E-Mobilität

Deutsche Post verkauft alle Elektro-Transporter - die Gründe

Die angeschlagene Post-Tochter "StreetScooter" wird verkauft.

Die angeschlagene Post-Tochter "StreetScooter" wird verkauft.

Foto: Rolf Vennenbernd/dpa

Die Deutsche Post wollte mit den Elektro-Kleintransportern StreetScooter im E-Geschäft mitmischen. Nun wird die Post-Tochter verkauft.

Berlin. 
  • Die Deutsche Post wurde für die Elektro-Transporter vor ein paar Jahren gefeiert
  • Nun schlägt der Konzern das Kapitel wieder zu
  • Die Fahrzeuge sollen verkauft werden

Elektroautos sind nicht erst seit der Bundestagswahl in aller Munde. Die Deutsche Post versuchte bereits 2014, in die E-Mobilität einzusteigen. Doch laut "Welt"-Informationen verkauft das Unternehmen seine Tochter StreetScooter Engineering nach sieben Jahren.
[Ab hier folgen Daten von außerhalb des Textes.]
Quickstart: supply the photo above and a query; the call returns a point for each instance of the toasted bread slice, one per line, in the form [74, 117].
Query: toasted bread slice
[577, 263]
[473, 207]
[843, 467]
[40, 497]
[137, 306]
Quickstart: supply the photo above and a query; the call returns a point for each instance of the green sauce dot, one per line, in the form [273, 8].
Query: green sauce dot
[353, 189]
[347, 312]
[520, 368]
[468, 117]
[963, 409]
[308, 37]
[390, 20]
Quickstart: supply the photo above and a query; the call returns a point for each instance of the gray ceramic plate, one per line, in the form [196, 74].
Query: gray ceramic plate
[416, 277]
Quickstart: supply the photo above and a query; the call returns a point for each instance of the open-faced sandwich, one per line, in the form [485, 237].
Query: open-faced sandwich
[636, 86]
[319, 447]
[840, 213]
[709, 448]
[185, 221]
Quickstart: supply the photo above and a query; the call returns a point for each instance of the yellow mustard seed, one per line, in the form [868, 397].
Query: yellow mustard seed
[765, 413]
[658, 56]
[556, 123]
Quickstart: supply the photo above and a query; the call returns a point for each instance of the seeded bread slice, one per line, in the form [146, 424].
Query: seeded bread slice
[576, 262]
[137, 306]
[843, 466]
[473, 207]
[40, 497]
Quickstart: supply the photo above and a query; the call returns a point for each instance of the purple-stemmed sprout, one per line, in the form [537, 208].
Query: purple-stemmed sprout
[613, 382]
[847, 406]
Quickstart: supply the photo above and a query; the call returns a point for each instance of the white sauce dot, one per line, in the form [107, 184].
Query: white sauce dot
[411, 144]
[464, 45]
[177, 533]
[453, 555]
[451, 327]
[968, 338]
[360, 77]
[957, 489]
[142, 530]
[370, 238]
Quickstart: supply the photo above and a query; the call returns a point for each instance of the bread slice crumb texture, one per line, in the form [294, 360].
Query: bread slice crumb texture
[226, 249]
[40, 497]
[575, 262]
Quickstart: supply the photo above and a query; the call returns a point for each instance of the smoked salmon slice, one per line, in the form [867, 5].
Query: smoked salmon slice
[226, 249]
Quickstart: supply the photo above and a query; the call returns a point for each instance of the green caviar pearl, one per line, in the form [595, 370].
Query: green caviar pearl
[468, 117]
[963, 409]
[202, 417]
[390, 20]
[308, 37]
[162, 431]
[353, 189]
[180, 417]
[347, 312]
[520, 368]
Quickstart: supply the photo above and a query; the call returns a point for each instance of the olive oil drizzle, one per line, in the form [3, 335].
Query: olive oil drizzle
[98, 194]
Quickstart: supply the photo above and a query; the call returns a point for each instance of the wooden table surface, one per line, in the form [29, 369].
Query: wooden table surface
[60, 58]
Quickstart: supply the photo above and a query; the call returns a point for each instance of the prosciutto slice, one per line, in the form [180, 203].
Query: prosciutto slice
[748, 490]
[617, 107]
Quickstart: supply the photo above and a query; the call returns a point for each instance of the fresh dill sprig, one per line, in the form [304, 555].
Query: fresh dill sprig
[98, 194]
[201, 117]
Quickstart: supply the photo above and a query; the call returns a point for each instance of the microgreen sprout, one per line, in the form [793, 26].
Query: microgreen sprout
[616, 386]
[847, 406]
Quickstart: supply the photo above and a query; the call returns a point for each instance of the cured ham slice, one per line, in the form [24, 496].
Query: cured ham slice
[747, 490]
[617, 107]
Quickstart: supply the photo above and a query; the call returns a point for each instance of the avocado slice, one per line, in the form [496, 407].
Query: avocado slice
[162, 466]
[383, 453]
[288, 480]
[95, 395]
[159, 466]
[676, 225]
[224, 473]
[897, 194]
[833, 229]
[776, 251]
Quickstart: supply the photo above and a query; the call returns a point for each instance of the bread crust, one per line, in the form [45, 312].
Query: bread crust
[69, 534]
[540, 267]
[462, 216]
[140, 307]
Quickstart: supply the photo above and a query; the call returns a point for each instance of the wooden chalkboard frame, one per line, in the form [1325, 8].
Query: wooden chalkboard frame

Als die Post in das Geschäft mit den Elektro-Kleintransportern einstieg, waren die Erwartungen hoch. Doch es gab immer wieder Rückschläge - von Technikproblemen über geringe Zuladekapazitäten. Das Unternehmen fuhr Verluste ein und die Post blieb zudem ihr einziger Kunde. Bereits im Februar 2020 beschloss der Vorstand, die Produktion der E-Fahrzeuge einzustellen und StreetScooter in einen "Bestandsflottenbetreiber" umzuwandeln.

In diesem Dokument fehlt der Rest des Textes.